The relation is called $f$ sends $a$ to $b$. However if as you note in a comment $a\mapsto b$ is written in a context with no relation to $f$ (or any other specified function) then it is perfectly meaningless. There is always some function that sends a given element $a$ to a given element $b$, so this is telling you nothing. One can invent artificial situations in which this would have a meaning; for instance if one is discussing the functions $\{a\}\to B$ then $a\mapsto b$ selects exactly one of them, or one could announce that $a$ is a variable ranging over $A$ while $b\in B$ is a constant, in which case this specifies the constant function with value$~b$.
What is much more common that left of "$\mapsto$" one writes a variable ranging of some specified domain, and to the right of it some expression involving that variable. For instance $x\mapsto 2x^3-4x^2+7$ describes a function once the domain and codomain are separately specified; thus this notation allows introducing a function without having to introduce a name for it, which is the "anonymyous function" that Asaf refers to in a comment.

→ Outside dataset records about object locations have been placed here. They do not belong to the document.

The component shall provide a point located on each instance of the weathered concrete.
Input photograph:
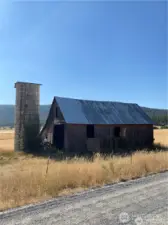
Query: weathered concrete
(26, 113)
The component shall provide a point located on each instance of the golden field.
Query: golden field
(23, 178)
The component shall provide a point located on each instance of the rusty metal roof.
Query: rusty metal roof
(101, 112)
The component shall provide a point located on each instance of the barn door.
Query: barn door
(59, 136)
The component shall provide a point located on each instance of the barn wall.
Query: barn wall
(51, 121)
(76, 138)
(131, 136)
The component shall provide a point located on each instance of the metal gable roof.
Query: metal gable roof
(101, 112)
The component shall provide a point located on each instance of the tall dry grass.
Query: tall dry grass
(6, 140)
(25, 181)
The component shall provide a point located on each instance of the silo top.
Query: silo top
(28, 83)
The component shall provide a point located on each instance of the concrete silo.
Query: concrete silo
(27, 121)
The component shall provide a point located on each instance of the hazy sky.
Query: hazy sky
(85, 49)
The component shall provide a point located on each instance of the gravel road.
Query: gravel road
(143, 201)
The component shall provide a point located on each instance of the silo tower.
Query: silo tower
(27, 121)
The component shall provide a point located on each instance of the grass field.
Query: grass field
(23, 178)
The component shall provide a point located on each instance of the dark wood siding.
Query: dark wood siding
(134, 136)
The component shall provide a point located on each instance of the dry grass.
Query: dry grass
(25, 181)
(23, 178)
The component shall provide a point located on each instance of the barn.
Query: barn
(79, 126)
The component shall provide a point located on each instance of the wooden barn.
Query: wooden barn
(82, 125)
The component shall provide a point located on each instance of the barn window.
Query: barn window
(117, 131)
(90, 131)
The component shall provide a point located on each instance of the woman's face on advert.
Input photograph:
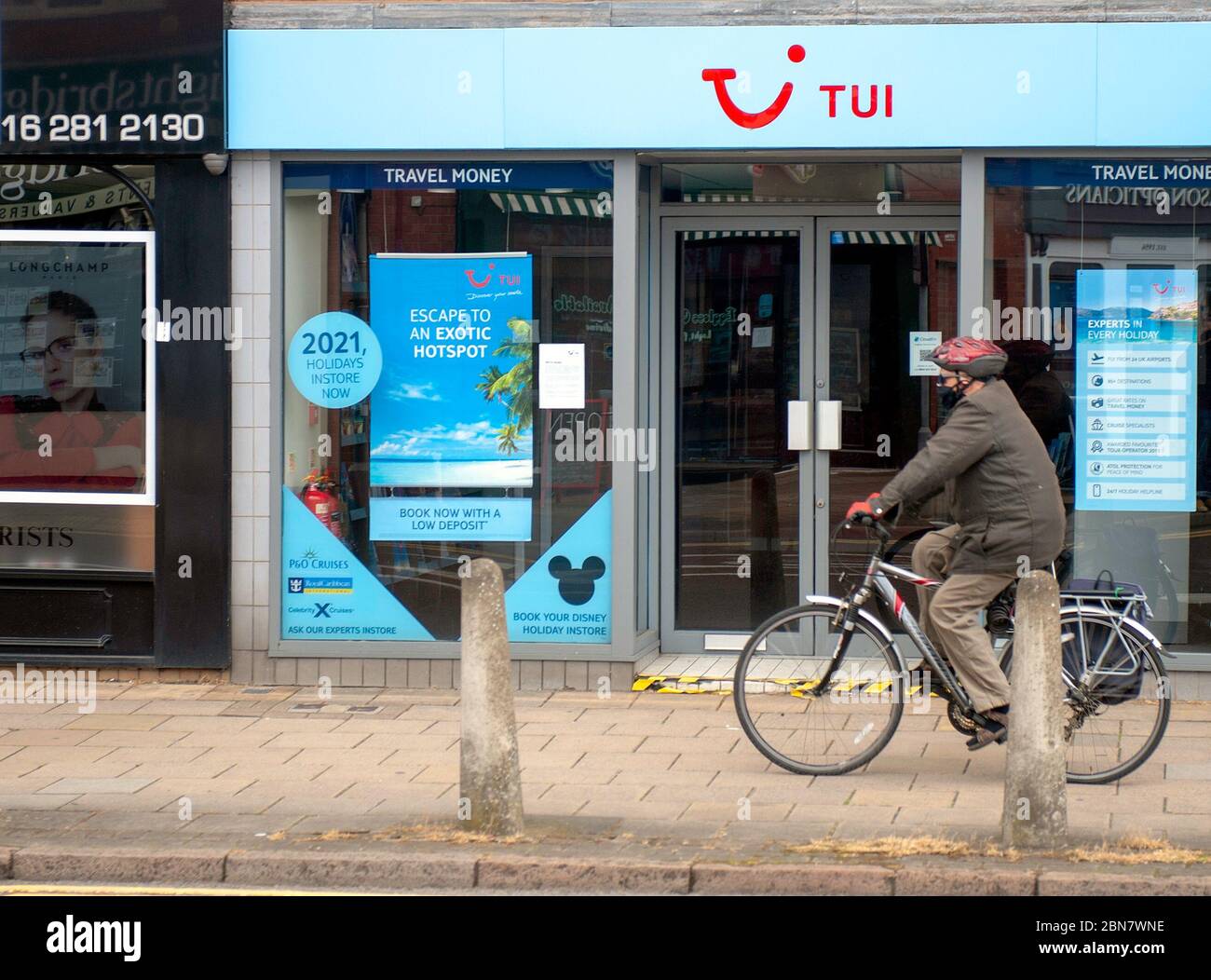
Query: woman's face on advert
(52, 338)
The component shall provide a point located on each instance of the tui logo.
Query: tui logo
(577, 584)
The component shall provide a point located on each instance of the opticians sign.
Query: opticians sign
(1136, 414)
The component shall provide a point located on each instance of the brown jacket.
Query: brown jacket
(1000, 484)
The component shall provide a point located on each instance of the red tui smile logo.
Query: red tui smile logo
(721, 76)
(473, 281)
(875, 96)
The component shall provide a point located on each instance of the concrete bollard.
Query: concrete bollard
(1036, 801)
(489, 773)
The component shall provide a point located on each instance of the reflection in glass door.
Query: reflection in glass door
(734, 483)
(878, 286)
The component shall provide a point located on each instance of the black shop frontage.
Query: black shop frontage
(116, 337)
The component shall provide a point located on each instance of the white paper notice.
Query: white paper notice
(561, 375)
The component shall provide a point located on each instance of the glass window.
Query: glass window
(485, 431)
(75, 404)
(915, 182)
(1098, 269)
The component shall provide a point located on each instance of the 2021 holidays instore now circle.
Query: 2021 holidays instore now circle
(334, 360)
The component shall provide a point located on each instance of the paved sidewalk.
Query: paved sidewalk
(247, 766)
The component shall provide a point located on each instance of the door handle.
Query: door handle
(828, 424)
(798, 426)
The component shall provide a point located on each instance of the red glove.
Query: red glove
(868, 508)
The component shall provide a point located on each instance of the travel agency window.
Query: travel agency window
(448, 386)
(76, 390)
(1097, 281)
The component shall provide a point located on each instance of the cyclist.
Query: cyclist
(1004, 499)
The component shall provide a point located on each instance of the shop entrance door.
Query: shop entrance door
(735, 298)
(788, 343)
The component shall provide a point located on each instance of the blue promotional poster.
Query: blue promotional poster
(455, 406)
(1135, 389)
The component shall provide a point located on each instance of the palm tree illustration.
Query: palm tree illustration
(512, 388)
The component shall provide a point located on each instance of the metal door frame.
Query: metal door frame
(739, 220)
(823, 265)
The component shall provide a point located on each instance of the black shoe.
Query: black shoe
(935, 686)
(996, 730)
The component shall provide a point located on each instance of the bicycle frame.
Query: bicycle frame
(877, 581)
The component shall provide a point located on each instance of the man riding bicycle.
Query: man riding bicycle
(1004, 499)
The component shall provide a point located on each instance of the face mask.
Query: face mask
(947, 398)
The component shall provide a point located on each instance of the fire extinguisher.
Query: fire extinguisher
(319, 497)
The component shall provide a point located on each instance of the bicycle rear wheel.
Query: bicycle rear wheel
(795, 721)
(1117, 696)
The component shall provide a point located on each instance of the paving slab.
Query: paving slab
(640, 762)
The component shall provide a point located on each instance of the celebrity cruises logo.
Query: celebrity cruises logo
(796, 55)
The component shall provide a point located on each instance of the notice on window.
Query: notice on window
(920, 343)
(1136, 419)
(561, 375)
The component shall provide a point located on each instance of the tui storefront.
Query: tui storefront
(642, 334)
(116, 329)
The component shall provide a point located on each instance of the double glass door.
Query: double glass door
(791, 395)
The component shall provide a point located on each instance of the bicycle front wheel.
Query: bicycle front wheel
(1117, 697)
(802, 725)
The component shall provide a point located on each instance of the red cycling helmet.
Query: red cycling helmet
(972, 355)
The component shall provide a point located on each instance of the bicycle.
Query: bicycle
(836, 662)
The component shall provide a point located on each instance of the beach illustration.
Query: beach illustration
(455, 404)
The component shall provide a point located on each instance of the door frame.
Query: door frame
(820, 467)
(739, 220)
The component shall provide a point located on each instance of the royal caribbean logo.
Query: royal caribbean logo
(321, 587)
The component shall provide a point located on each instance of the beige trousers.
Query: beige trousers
(949, 616)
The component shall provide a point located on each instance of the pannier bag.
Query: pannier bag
(1121, 674)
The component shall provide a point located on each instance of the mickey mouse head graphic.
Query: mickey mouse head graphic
(576, 584)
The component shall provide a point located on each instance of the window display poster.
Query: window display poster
(456, 402)
(1136, 415)
(327, 593)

To answer the addition to the question, I don't think $a\mapsto b$ has any conventional use in the context of formal grammars. One can imagine using it in writing production rules, but again $b$ would usually be replaced by a more elaborate expression, and even then I think it would be mostly confusing, especially since there may be multiple production rules with the same left hand side but different right hand sides.